Yusri menambahkan, rata-rata pelaku begal terhadap pesepeda dulunya adalah pelaku begal pengendara motor.
Mereka kini lebih memilih membegal sepeda karena banyak orang yang menggunakan sepeda selama pandemi Covid-19.
"Ini fenomena. Pelaku-pelaku ini adalah pemain begal sepeda motor rata-rata. Korbannya adalah sepeda motor. Fenomena sekarang ini Covid-19 ini orang banyak yang bersepeda," kata Yusri dalam keterangan pers di Polres Metro Jakarta Pusat, Rabu (11/11/2020).

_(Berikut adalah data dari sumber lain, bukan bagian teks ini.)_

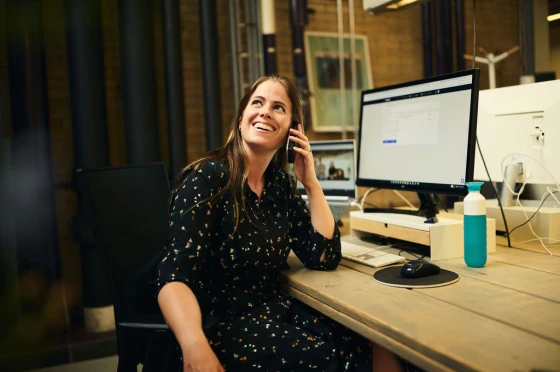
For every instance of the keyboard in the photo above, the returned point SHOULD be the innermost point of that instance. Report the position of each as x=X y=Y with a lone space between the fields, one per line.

Baca: Perwira Marinir Jadi Korban Begal di Dekat Istana Merdeka, Pelaku Coba Rampas Tas di Sepeda
Baca: Pesepeda Perempuan Jadi Korban Begal Payudara di Bintaro, Polisi Bertindak Cepat Telusuri CCTV
Yusri menyebut ada sejumlah residivis di antara para pelaku begal sepeda yang sudah tertangkap.
Setelah keluar dari penjara, mereka mengulangi tindakan kriminal mereka, namun kali ini menyasar pesepeda.
"Ada yang sekali dua kali ketangkapnya," kata dia.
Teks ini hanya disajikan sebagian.